I feel that for anyone starting out, roommates.com is a good place to start because

  1. You have the ability to prescreen roommates based on their profile.  If they seem like a fit, you can send them an e-mail introducing yourself and take it from there.
  2. It has a relatively large network value, meaning there’s a large user base such that you’ll find a roommate.  I live in a suburban area and have had luck with the service.  So if you live in an urban area, you’re likely to have more responses than me.

Roommates.com is a pay site, but it is free to sign-up and to browse profiles.  You only have to pay for a subscription of either: 3 days, 30 days or 60 days if you want to READ messages in your inbox or to view their comments section of their profile.  I wrote a detailed post on how to get started with roommates.com here.

With roommates.com being a pay for site, it doesn’t mean it’s not susceptible to scammers.  In fact, I think there are scammers anywhere on the internet where money can exchange hands.  For information on weeding out scammers, read this post here.

{ 3 comments }
  • Austin March 14, 2012, 10:49 pm

    Hi, I’m a high school student taking a finance course in Singapore American School.

    I really plan on doing something like this since not only do I earn money from rent, I can always enjoy company.
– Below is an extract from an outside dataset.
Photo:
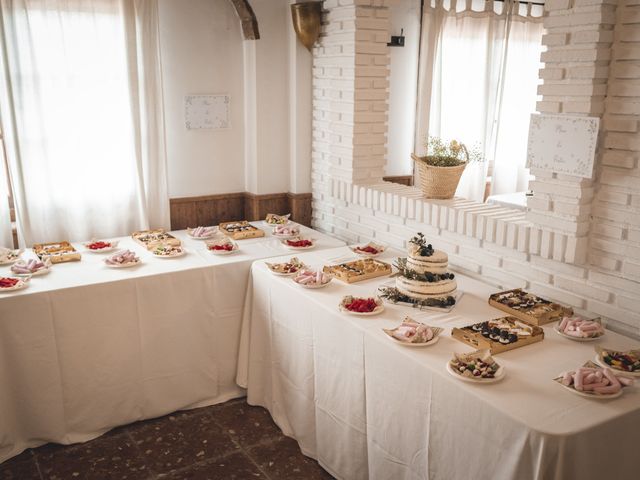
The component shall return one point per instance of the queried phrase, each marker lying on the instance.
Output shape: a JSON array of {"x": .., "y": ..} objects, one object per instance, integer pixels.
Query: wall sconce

But for something like this, I do have a few concerns. What happens when you have a fight with a roommate. If the person starts throwing a tantrum he could potentially ruin your house! And if he starts to give you problems what then? Since he has already paid you can’t really kick him out of your house, right? And what if he refuses to pay rent and refuses to move out? Since it’s your house I doubt you have a security guard at the ready. If you called the police and had him dragged out because of his disruptful behavior, couldn’t he later file a lawsuit since he’s already paid? There are just so many possible negative scenarios that could play out. But I really do hope I can do something like this or something similar, so please could you give me some advice?

    Reply
    • Mike March 15, 2012, 5:37 pm

      Hi, would hope that your roommate would act in a more civilized manner rather than throwing a tantrum or physical violence. It’s certainly a risk, but I’ve never experienced any physical violence. If such events did occur, calling law enforcement officers, would certainly be the best option.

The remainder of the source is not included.